We thought about this a bit 2 weeks ago. Why are we able to look at a work of art or listen to a Beethoven symphony or look up at a mountain range and exclaim at their beauty? Is this just a product of our genetic conditioning, that this appreciation of beauty somehow helped our forebears to survive and now it’s been passed down to us? I can’t see, it can you? 

When Di and I visited the Hallyburtons in Antafogasta, in the middle of the Atacama desert, 2 years ago, we commented on how there was beauty there even in the desolation of that grey sandy landscape. There was nothing there that would have helped you survive as far as I could see, if that’s the basis of genetic development. Yet there was beauty to be enjoyed. 

But it’s more than that. When we experience that moment of joy at seeing something beautiful or hearing a sublime piece of music we’re lifted beyond the material world to something beyond, to the true source of joy and beauty. It’s as though there’s an innate desire within us to experience that which is beyond us, what C.S. Lewis called a “God-shaped hole”.

The evolutionists would argue that we enjoy beauty because we’ve become hardwired to appreciate it. We love because we’re hardwired to do it for the propagation of the species. We believe in God because we’re hardwired for belief because it once helped humans survive in a difficult world. But if that’s the case: if our belief systems are just the product of evolution how can we trust any of our beliefs. For that matter how can the scientist trust her belief in the theory of evolution?

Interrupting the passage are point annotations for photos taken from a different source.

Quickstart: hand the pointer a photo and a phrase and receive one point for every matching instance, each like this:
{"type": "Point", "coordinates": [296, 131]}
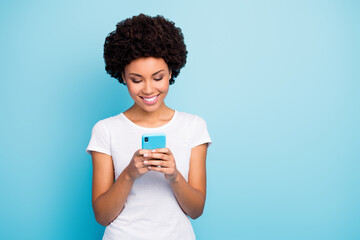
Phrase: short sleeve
{"type": "Point", "coordinates": [100, 139]}
{"type": "Point", "coordinates": [200, 133]}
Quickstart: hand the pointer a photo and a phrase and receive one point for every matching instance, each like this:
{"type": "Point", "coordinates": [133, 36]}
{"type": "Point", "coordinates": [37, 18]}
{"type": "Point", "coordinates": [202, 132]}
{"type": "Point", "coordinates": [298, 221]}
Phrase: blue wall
{"type": "Point", "coordinates": [277, 82]}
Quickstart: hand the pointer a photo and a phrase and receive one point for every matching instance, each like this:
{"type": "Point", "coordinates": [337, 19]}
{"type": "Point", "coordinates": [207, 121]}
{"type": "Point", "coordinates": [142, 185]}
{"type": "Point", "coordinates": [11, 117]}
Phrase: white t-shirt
{"type": "Point", "coordinates": [151, 210]}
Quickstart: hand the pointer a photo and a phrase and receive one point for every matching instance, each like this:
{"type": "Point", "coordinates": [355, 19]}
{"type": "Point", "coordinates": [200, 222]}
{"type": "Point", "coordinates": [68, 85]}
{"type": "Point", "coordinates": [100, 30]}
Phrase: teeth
{"type": "Point", "coordinates": [149, 99]}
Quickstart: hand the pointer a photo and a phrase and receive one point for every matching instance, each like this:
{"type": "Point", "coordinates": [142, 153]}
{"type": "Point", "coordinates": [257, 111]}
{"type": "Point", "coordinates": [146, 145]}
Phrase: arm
{"type": "Point", "coordinates": [190, 195]}
{"type": "Point", "coordinates": [109, 197]}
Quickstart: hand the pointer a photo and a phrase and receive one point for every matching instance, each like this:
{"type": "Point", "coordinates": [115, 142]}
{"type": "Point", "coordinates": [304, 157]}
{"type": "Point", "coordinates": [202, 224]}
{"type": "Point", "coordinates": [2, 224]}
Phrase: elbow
{"type": "Point", "coordinates": [196, 214]}
{"type": "Point", "coordinates": [102, 221]}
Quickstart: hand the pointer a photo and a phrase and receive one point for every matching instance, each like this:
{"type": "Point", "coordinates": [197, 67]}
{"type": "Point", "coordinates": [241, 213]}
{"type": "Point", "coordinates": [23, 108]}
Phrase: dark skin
{"type": "Point", "coordinates": [109, 195]}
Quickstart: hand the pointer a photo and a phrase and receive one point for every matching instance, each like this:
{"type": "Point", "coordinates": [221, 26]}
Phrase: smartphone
{"type": "Point", "coordinates": [153, 141]}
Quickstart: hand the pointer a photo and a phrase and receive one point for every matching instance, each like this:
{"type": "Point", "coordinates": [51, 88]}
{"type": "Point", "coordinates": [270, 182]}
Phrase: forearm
{"type": "Point", "coordinates": [191, 200]}
{"type": "Point", "coordinates": [110, 204]}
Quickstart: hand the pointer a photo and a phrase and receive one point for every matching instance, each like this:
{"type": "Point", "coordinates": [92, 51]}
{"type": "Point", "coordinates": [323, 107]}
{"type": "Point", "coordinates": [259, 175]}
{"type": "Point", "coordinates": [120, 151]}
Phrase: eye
{"type": "Point", "coordinates": [135, 80]}
{"type": "Point", "coordinates": [158, 78]}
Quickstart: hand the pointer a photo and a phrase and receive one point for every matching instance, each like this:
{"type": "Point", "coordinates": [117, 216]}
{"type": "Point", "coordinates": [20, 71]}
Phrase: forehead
{"type": "Point", "coordinates": [146, 65]}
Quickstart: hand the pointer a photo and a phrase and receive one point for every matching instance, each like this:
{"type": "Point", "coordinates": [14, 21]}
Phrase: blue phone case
{"type": "Point", "coordinates": [153, 141]}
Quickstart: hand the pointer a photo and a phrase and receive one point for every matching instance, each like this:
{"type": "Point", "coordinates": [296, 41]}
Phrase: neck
{"type": "Point", "coordinates": [138, 114]}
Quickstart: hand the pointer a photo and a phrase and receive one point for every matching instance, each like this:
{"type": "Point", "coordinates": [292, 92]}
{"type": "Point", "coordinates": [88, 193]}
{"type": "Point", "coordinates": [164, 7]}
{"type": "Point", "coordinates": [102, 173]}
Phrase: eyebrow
{"type": "Point", "coordinates": [151, 74]}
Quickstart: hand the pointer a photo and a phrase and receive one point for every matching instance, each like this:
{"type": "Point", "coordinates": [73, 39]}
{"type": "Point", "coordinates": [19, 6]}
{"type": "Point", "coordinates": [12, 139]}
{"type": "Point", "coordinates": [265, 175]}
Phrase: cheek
{"type": "Point", "coordinates": [163, 87]}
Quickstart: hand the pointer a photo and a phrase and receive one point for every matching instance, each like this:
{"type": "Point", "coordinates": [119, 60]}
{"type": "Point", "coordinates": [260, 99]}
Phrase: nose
{"type": "Point", "coordinates": [148, 87]}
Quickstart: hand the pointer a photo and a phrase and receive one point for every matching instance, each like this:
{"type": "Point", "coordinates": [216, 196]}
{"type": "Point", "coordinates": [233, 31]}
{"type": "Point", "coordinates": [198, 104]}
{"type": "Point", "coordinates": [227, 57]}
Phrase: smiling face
{"type": "Point", "coordinates": [147, 80]}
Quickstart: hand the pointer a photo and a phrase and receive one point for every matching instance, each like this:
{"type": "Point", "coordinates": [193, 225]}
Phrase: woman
{"type": "Point", "coordinates": [139, 193]}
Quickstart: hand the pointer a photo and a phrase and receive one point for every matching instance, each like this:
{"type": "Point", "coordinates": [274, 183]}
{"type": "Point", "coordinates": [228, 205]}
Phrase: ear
{"type": "Point", "coordinates": [123, 77]}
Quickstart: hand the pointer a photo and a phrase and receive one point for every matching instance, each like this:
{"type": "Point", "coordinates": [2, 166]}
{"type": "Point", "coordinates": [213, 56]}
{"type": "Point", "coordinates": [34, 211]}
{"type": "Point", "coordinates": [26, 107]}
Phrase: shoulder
{"type": "Point", "coordinates": [189, 117]}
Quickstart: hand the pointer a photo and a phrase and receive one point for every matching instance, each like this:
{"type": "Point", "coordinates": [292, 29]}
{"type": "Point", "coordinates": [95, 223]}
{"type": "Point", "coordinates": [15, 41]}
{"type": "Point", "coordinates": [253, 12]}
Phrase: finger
{"type": "Point", "coordinates": [141, 152]}
{"type": "Point", "coordinates": [161, 156]}
{"type": "Point", "coordinates": [162, 150]}
{"type": "Point", "coordinates": [157, 169]}
{"type": "Point", "coordinates": [158, 163]}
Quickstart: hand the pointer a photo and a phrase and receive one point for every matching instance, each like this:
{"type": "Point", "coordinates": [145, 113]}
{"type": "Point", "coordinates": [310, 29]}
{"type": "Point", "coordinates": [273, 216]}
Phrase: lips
{"type": "Point", "coordinates": [150, 100]}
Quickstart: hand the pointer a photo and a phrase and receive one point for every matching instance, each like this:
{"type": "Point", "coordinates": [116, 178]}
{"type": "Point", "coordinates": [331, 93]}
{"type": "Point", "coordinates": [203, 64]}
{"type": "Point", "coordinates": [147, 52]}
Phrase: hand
{"type": "Point", "coordinates": [162, 160]}
{"type": "Point", "coordinates": [136, 167]}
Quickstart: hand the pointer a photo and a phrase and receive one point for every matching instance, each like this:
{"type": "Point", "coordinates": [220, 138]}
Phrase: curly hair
{"type": "Point", "coordinates": [144, 36]}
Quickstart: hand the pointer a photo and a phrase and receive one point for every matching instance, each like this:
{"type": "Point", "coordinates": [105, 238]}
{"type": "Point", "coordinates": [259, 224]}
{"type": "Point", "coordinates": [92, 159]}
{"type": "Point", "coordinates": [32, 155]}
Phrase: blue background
{"type": "Point", "coordinates": [276, 81]}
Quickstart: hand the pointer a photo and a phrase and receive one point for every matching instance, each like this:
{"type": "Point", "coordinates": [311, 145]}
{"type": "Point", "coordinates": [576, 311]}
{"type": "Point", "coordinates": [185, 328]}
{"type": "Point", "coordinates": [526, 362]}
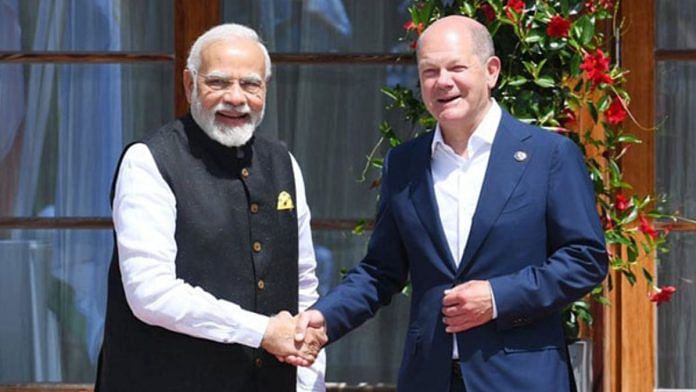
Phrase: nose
{"type": "Point", "coordinates": [234, 95]}
{"type": "Point", "coordinates": [444, 80]}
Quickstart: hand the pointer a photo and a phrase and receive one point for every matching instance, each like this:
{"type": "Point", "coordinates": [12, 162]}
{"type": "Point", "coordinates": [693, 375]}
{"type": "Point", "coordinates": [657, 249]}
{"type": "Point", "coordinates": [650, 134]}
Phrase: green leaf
{"type": "Point", "coordinates": [628, 138]}
{"type": "Point", "coordinates": [517, 80]}
{"type": "Point", "coordinates": [630, 276]}
{"type": "Point", "coordinates": [647, 275]}
{"type": "Point", "coordinates": [544, 81]}
{"type": "Point", "coordinates": [593, 111]}
{"type": "Point", "coordinates": [604, 102]}
{"type": "Point", "coordinates": [586, 24]}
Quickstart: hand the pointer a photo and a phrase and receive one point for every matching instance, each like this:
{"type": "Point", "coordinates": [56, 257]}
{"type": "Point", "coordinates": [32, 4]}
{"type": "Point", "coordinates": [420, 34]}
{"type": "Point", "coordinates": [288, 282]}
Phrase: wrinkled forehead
{"type": "Point", "coordinates": [444, 47]}
{"type": "Point", "coordinates": [234, 57]}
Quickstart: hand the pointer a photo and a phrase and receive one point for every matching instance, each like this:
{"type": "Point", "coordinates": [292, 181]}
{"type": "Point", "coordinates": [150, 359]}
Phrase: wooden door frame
{"type": "Point", "coordinates": [628, 324]}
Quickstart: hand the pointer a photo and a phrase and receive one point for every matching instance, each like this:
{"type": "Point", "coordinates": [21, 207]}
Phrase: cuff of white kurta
{"type": "Point", "coordinates": [250, 328]}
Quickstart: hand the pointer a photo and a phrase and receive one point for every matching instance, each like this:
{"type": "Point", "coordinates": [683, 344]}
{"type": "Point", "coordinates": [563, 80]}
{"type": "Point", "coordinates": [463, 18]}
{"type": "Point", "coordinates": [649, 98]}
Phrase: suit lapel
{"type": "Point", "coordinates": [504, 171]}
{"type": "Point", "coordinates": [422, 195]}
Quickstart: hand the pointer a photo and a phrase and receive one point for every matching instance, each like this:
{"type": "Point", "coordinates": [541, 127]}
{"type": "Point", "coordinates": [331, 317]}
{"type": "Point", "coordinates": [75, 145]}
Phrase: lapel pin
{"type": "Point", "coordinates": [285, 201]}
{"type": "Point", "coordinates": [520, 156]}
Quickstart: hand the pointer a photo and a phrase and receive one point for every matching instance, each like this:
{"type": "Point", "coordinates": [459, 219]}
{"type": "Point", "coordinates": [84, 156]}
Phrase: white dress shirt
{"type": "Point", "coordinates": [144, 214]}
{"type": "Point", "coordinates": [458, 180]}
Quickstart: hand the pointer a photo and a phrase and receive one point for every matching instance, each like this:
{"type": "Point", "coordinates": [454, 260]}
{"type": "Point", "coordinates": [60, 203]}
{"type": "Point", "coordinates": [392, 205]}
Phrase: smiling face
{"type": "Point", "coordinates": [455, 81]}
{"type": "Point", "coordinates": [227, 94]}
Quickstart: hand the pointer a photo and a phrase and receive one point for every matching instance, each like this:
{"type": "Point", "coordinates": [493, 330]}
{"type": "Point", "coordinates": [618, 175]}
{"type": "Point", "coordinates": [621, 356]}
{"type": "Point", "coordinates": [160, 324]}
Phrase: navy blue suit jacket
{"type": "Point", "coordinates": [535, 236]}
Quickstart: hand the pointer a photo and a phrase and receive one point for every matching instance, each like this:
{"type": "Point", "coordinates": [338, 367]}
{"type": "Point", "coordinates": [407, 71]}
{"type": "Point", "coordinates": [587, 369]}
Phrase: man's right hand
{"type": "Point", "coordinates": [280, 341]}
{"type": "Point", "coordinates": [310, 329]}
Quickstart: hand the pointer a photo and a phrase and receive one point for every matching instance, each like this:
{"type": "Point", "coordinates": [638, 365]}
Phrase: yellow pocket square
{"type": "Point", "coordinates": [285, 201]}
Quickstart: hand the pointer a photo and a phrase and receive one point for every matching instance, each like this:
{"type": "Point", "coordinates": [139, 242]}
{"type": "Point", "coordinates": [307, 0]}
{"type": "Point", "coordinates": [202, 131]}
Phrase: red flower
{"type": "Point", "coordinates": [607, 4]}
{"type": "Point", "coordinates": [514, 5]}
{"type": "Point", "coordinates": [558, 27]}
{"type": "Point", "coordinates": [615, 114]}
{"type": "Point", "coordinates": [621, 202]}
{"type": "Point", "coordinates": [591, 5]}
{"type": "Point", "coordinates": [408, 26]}
{"type": "Point", "coordinates": [488, 12]}
{"type": "Point", "coordinates": [663, 294]}
{"type": "Point", "coordinates": [608, 223]}
{"type": "Point", "coordinates": [596, 66]}
{"type": "Point", "coordinates": [568, 117]}
{"type": "Point", "coordinates": [647, 228]}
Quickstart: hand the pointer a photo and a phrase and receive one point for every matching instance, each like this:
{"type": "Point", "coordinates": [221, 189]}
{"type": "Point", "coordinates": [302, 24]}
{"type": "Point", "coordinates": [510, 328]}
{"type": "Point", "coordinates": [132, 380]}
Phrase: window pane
{"type": "Point", "coordinates": [676, 139]}
{"type": "Point", "coordinates": [64, 127]}
{"type": "Point", "coordinates": [87, 25]}
{"type": "Point", "coordinates": [675, 28]}
{"type": "Point", "coordinates": [329, 115]}
{"type": "Point", "coordinates": [52, 292]}
{"type": "Point", "coordinates": [675, 146]}
{"type": "Point", "coordinates": [324, 25]}
{"type": "Point", "coordinates": [372, 354]}
{"type": "Point", "coordinates": [676, 345]}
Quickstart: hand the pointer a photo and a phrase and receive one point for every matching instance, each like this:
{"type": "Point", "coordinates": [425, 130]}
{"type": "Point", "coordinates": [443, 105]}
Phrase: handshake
{"type": "Point", "coordinates": [295, 340]}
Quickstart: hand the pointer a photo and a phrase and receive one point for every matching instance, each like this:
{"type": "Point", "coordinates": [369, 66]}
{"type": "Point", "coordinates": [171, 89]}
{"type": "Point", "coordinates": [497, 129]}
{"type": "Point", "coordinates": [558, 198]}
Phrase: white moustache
{"type": "Point", "coordinates": [225, 108]}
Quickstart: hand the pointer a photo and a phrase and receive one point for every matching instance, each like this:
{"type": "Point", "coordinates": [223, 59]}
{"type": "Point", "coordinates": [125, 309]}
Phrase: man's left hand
{"type": "Point", "coordinates": [467, 305]}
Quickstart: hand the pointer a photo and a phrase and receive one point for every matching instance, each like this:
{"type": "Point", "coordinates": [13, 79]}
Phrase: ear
{"type": "Point", "coordinates": [188, 84]}
{"type": "Point", "coordinates": [492, 71]}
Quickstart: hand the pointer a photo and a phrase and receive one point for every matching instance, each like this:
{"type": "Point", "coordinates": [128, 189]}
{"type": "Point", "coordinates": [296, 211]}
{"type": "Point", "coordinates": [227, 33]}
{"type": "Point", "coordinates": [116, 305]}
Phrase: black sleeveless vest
{"type": "Point", "coordinates": [237, 240]}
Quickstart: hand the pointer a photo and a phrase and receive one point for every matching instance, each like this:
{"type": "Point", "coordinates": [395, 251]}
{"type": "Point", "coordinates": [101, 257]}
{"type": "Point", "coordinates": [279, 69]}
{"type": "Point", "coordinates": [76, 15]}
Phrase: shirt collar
{"type": "Point", "coordinates": [483, 135]}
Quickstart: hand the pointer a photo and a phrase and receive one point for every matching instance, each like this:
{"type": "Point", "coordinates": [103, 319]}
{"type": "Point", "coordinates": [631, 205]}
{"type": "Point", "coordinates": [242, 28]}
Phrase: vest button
{"type": "Point", "coordinates": [256, 246]}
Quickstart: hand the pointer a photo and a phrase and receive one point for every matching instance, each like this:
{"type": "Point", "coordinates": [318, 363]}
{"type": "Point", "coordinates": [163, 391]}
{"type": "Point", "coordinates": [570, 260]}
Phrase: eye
{"type": "Point", "coordinates": [429, 73]}
{"type": "Point", "coordinates": [217, 83]}
{"type": "Point", "coordinates": [251, 86]}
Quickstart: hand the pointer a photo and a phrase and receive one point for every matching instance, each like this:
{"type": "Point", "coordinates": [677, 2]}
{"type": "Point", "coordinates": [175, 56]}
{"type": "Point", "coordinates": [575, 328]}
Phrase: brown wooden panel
{"type": "Point", "coordinates": [86, 57]}
{"type": "Point", "coordinates": [675, 55]}
{"type": "Point", "coordinates": [191, 18]}
{"type": "Point", "coordinates": [635, 347]}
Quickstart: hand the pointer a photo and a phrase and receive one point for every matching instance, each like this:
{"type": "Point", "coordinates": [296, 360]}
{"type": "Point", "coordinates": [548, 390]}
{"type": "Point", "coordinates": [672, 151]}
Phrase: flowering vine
{"type": "Point", "coordinates": [555, 74]}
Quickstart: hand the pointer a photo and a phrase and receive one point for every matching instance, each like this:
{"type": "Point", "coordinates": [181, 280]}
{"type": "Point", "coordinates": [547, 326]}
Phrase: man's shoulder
{"type": "Point", "coordinates": [412, 148]}
{"type": "Point", "coordinates": [539, 135]}
{"type": "Point", "coordinates": [167, 132]}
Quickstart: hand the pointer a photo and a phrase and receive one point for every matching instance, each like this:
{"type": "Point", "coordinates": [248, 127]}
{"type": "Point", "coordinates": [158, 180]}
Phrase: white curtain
{"type": "Point", "coordinates": [74, 120]}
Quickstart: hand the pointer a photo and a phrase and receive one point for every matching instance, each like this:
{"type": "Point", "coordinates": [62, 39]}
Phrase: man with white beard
{"type": "Point", "coordinates": [210, 221]}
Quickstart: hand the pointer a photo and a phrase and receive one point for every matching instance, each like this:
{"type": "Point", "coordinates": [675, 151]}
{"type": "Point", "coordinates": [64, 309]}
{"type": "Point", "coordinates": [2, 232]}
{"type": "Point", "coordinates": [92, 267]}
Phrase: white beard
{"type": "Point", "coordinates": [227, 136]}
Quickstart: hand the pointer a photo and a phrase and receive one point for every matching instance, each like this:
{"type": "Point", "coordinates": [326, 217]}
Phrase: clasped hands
{"type": "Point", "coordinates": [295, 340]}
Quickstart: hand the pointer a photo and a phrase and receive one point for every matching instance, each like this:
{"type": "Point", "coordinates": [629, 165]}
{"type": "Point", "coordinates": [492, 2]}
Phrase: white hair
{"type": "Point", "coordinates": [225, 32]}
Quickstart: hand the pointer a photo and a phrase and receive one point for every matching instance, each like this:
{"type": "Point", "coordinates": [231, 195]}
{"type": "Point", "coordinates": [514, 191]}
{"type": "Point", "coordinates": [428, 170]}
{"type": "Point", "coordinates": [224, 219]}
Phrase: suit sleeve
{"type": "Point", "coordinates": [577, 259]}
{"type": "Point", "coordinates": [372, 283]}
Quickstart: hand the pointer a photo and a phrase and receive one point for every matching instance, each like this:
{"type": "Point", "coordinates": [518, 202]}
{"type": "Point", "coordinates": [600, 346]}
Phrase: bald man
{"type": "Point", "coordinates": [494, 222]}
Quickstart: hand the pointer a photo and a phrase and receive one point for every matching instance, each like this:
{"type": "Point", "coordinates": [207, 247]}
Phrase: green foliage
{"type": "Point", "coordinates": [554, 72]}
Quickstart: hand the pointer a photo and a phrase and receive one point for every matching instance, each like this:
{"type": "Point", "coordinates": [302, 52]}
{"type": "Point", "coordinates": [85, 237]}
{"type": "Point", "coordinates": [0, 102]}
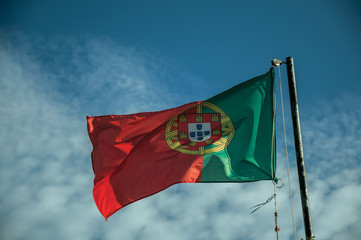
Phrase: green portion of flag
{"type": "Point", "coordinates": [251, 154]}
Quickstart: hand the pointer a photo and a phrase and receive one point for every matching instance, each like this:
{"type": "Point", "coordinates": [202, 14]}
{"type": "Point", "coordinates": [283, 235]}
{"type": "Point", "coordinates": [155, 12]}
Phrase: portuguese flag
{"type": "Point", "coordinates": [227, 138]}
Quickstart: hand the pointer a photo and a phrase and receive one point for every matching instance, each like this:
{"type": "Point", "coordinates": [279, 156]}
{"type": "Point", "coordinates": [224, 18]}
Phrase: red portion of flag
{"type": "Point", "coordinates": [132, 160]}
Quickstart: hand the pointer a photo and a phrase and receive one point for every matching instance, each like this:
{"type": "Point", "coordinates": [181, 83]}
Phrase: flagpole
{"type": "Point", "coordinates": [299, 149]}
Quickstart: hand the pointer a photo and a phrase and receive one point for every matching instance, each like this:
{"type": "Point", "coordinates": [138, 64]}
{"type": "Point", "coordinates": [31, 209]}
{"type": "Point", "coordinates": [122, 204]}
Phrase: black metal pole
{"type": "Point", "coordinates": [299, 149]}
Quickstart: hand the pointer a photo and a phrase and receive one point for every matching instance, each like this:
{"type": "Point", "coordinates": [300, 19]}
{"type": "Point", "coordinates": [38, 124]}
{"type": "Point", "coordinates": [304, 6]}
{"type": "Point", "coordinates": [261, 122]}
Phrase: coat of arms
{"type": "Point", "coordinates": [200, 130]}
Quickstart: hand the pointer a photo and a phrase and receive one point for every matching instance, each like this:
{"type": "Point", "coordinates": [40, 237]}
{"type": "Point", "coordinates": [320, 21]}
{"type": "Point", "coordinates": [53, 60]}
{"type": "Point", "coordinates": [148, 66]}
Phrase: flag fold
{"type": "Point", "coordinates": [227, 138]}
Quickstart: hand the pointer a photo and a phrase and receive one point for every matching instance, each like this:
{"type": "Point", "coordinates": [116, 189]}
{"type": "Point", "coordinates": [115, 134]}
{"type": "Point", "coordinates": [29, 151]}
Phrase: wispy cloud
{"type": "Point", "coordinates": [47, 88]}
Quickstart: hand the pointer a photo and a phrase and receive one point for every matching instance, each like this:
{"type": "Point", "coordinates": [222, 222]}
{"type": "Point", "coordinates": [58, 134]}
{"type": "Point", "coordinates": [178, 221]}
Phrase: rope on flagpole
{"type": "Point", "coordinates": [284, 133]}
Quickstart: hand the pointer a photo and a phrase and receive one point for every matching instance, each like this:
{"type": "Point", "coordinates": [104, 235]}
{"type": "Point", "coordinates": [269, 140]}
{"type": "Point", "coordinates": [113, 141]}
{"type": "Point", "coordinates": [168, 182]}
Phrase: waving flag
{"type": "Point", "coordinates": [227, 138]}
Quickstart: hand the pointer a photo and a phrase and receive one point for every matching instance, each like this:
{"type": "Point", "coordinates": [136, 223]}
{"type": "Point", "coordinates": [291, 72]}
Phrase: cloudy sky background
{"type": "Point", "coordinates": [60, 62]}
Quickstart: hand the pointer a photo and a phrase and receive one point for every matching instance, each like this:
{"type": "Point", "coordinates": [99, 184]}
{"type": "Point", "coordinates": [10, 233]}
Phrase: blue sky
{"type": "Point", "coordinates": [63, 60]}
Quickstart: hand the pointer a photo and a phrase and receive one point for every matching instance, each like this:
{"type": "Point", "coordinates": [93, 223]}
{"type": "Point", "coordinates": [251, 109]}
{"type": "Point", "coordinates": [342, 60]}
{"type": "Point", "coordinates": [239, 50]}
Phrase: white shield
{"type": "Point", "coordinates": [199, 132]}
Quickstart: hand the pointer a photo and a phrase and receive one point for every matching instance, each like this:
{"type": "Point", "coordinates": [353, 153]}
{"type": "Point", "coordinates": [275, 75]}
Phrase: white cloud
{"type": "Point", "coordinates": [47, 88]}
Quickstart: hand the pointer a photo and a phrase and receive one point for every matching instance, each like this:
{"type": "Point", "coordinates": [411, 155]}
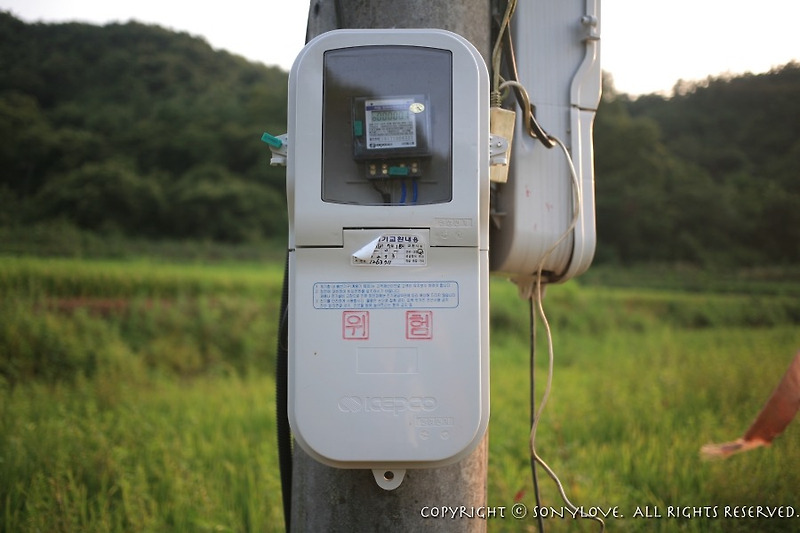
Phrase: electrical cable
{"type": "Point", "coordinates": [504, 41]}
{"type": "Point", "coordinates": [538, 295]}
{"type": "Point", "coordinates": [534, 475]}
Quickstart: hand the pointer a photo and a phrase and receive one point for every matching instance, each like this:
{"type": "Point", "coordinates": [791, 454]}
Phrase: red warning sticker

But what if our belief in God were true? What if God really does exist? That’d explain all these clues we’ve just thought about. The Big Bang isn’t a problem if there’s a God who can create all there is out of nothing. If God is the creator we’d expect the world to be fine-tuned wouldn’t we? We’d expect the fine detail we find when we examine the human body, the delicate balance of nature, the consistency of nature. 

If God has made us we’d expect to look at the world that he’s made and find joy and beauty there wouldn’t we? When a commentator with no religious background listens to a piece of music and describes it as heavenly we’re not surprised, are we? 

No, a belief in God seems so obvious when you think about it. You may have heard of Occam’s Razor. It says: “When competing hypotheses are equal in other respects, the simplest answer is likely to be correct.” It seems to me that in the absence of a clear rational proof, the accumulation of evidence as we’ve seen today can only lead to our faith in God being reinforced. It can’t be proved but the alternative explanations are far more implausible.